By Caleb Easterly
The American Symphony Orchestra, conducted by Leon Botstein, has become known for digging up obscure musical treasures and designing concerts around a theme. On Friday night at Carnegie, they focused on the cultural relationship between France and the Eastern world in a concert called “Orientalism in France," highlighting a unique period in musical history when French culture was stirred by eastern visions of wild harems, barbarism, and magic.
The long program started with Saint-Saëns' Orient et Occident, a march in a rigid 'ABA’ form. The opening section and the recapitulation were almost Elgarian – only the middle section shows Eastern influence. Next was Ravel’s Scheherazade, an overture for an opera that Ravel never wrote. Composed in 1898, it remained unpublished until 1975 which may have been for the best: it came off sounding dull, despite Botstein’s best efforts.
In front of a reduced orchestra, soprano Julia Bullock performed Four Hindu Poems by Maurice Delage with incredible virtuosity and conviction. Cesar Franck’s Les Djinns, for orchestra and piano, was a musing on the relation between humans and spirits (Djinns).

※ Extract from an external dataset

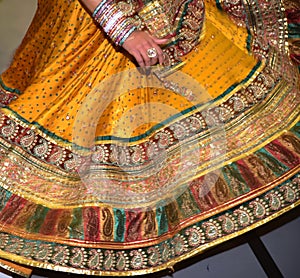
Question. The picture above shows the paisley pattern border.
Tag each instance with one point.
(129, 261)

Ominous lower notes in the bass mixed with beautiful, flowing melodies on piano, ending with a forbidding F-sharp in the lowest register. Pianist Julia Zilberquit juggled the virtuosic runs and deceptively simple melodies with ease.
The concert ended with Georges Bizet's Djamileh, a one-act opera that Botstein declared “one of his greatest completed works.” The plot is simple: love lost, love gained, love lost again, told with a near-perfect combination of humor, sensuality, and emotional gravity. Several of the recitatives were delivered in English, such as: “I haven’t had this much fun since the Super Bowl halftime show.”
Haroun (Colin Answorth) and Splendiano (Philip Cutlip) played two men who are both in love with a slave, Djamileh (Eve Gigliotti). Answorth was fine as Haroun, but sandwiched between the buffoonish Splendiano and the lovelorn Djamileh, he came across a bit bland. Nevertheless, this was a terrific performance of a fun, engaging opera that has been unfairly neglected since its composition. Once again, give Leon Botstein and the ASO credit for helping to right that wrong.